A saúde mental da empresa também adoece. E, quando adoece, ela aparece em absenteísmo, presenteísmo, afastamentos, turnover, processos, conflitos, perda de produtividade e erosão silenciosa da cultura.
A empresa não tem sistema nervoso central, mas tem clima, liderança, ritmo, pressão, comunicação e memória institucional. E tudo isso pode funcionar como proteção ou como fator de adoecimento.
Por que Trianon?
A Trianon não nasce como uma consultoria que decidiu entrar em saúde mental porque a pauta ficou quente.
A Trianon nasce da saúde mental.
Esse ponto muda tudo.
Somos uma clínica de psiquiatria e saúde mental que desenvolveu um braço organizacional para ajudar empresas a lidar com riscos psicossociais com profundidade clínica, rigor técnico e responsabilidade documental.
A frase que resume esse posicionamento é simples:
Não somos uma consultoria que aprendeu saúde mental. Somos saúde mental que aprendeu consultoria corporativa.
Essa diferença aparece no método.
Aparece na forma de separar dados individuais de dados organizacionais.
Aparece no cuidado com LGPD.
Aparece na recusa em transformar rastreamento psicológico em vigilância emocional.
Aparece na capacidade de compreender sofrimento psíquico, nexo causal, retorno ao trabalho, afastamento, liderança, cultura e risco jurídico dentro da mesma conversa.
Aparece, principalmente, na compreensão de que saúde mental corporativa não pode ser reduzida a benefício.

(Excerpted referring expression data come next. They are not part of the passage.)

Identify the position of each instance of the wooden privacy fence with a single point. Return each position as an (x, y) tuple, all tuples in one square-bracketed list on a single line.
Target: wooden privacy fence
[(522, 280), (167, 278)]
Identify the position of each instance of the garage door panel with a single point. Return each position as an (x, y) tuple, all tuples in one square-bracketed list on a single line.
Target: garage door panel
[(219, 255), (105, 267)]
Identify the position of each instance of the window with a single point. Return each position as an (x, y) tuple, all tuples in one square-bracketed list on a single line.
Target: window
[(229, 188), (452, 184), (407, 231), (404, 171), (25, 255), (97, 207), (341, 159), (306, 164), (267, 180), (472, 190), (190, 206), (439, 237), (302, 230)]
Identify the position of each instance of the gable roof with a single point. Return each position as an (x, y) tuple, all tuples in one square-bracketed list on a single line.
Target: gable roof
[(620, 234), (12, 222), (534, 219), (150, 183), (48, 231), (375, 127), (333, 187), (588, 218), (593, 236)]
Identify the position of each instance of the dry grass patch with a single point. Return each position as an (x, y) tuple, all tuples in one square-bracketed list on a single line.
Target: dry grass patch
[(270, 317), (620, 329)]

Ela precisa ser tratada como gestão.
O que a Trianon entrega não é papel. É proteção estruturada.
Empresas não precisam apenas de um relatório. Precisam de um caminho.
O trabalho da Trianon Saúde Corporativa parte da avaliação psicossocial exigida pela NR-01, mas não termina nela. O objetivo é ajudar a empresa a construir uma resposta tecnicamente defensável e humanamente responsável.

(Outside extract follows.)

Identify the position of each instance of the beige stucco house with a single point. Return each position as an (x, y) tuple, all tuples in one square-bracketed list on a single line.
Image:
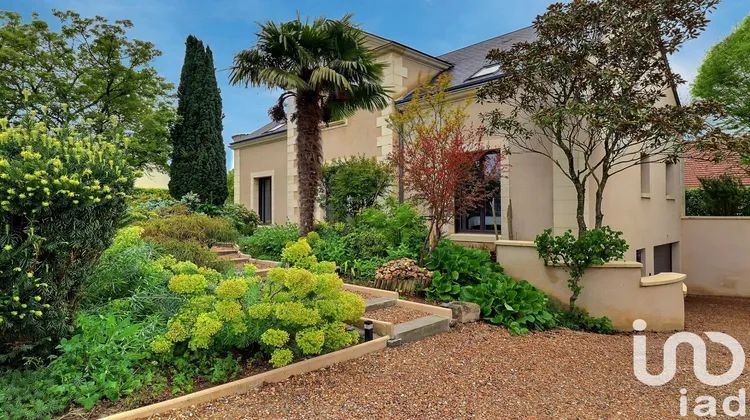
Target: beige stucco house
[(643, 202)]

Isso inclui avaliação de riscos psicossociais (NR-01), análise técnica quando necessário, plano de ação, treinamento de lideranças, documentação, indicadores de acompanhamento, orientação sobre fluxo de retorno ao trabalho e integração com as necessidades reais de RH, SST, jurídico e diretoria.
O foco não é vender medo.
O foco é substituir improviso por método.

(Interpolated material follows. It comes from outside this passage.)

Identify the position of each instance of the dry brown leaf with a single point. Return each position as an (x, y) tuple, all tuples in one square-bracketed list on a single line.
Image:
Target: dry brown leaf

A empresa que contrata uma solução genérica pode até sentir alívio por algumas semanas. Mas, quando o risco aparece, o alívio não sustenta conversa com auditor, advogado, perito ou trabalhador adoecido.
Proteção real precisa ter lastro.
Precisa mostrar que a empresa não apenas mediu, mas agiu.
Não apenas ouviu, mas interveio.
Não apenas acolheu, mas preveniu.
Não apenas cuidou do indivíduo, mas examinou o trabalho.
Esperar pode parecer prudente. Mas pode ser apenas atraso com nome elegante.
Muitas empresas ainda estão esperando.
Esperando a fiscalização bater.
Esperando o concorrente se mexer.
Esperando o jurídico pedir.
Esperando o RH insistir.
Esperando o primeiro afastamento grave.
Esperando o primeiro processo.
Esperando o problema virar urgência.
O problema é que, em saúde mental ocupacional, esperar raramente é neutro. Enquanto a empresa espera, a cultura continua operando. As metas continuam pressionando. As lideranças continuam reproduzindo padrões. As pessoas continuam adoecendo em silêncio. E os riscos continuam se acumulando, mesmo quando ninguém está olhando.
A pergunta não é se sua empresa deve tratar riscos psicossociais.
A pergunta é se ela vai fazer isso antes ou depois de ser obrigada pela dor, pela fiscalização da NR-01 ou pelo processo.
O caso Itaú mostrou que o assunto já saiu do campo das tendências. A NR-01 mostrou que saiu do campo da escolha. A realidade clínica mostra, todos os dias, que saiu do campo da abstração.
Agora, resta decidir como sua empresa vai responder.
Com um PDF de gaveta?
Ou com proteção técnica real?
Sua empresa também precisa de cuidado especializado.
Você cuida da sua saúde porque sabe que improviso custa caro.
Com a sua empresa deveria ser igual.
A saúde mental organizacional não pode ser tratada como uma formalidade, uma campanha ou um documento para cumprir tabela. Ela precisa ser olhada com o mesmo critério com que olhamos qualquer risco sério: com diagnóstico, plano, acompanhamento e responsabilidade.
A Trianon Saúde Corporativa existe para empresas que entenderam que cuidar de pessoas não é apenas uma frase bonita. É uma decisão de gestão.
E que proteger a empresa começa, muitas vezes, por proteger melhor as pessoas que a sustentam.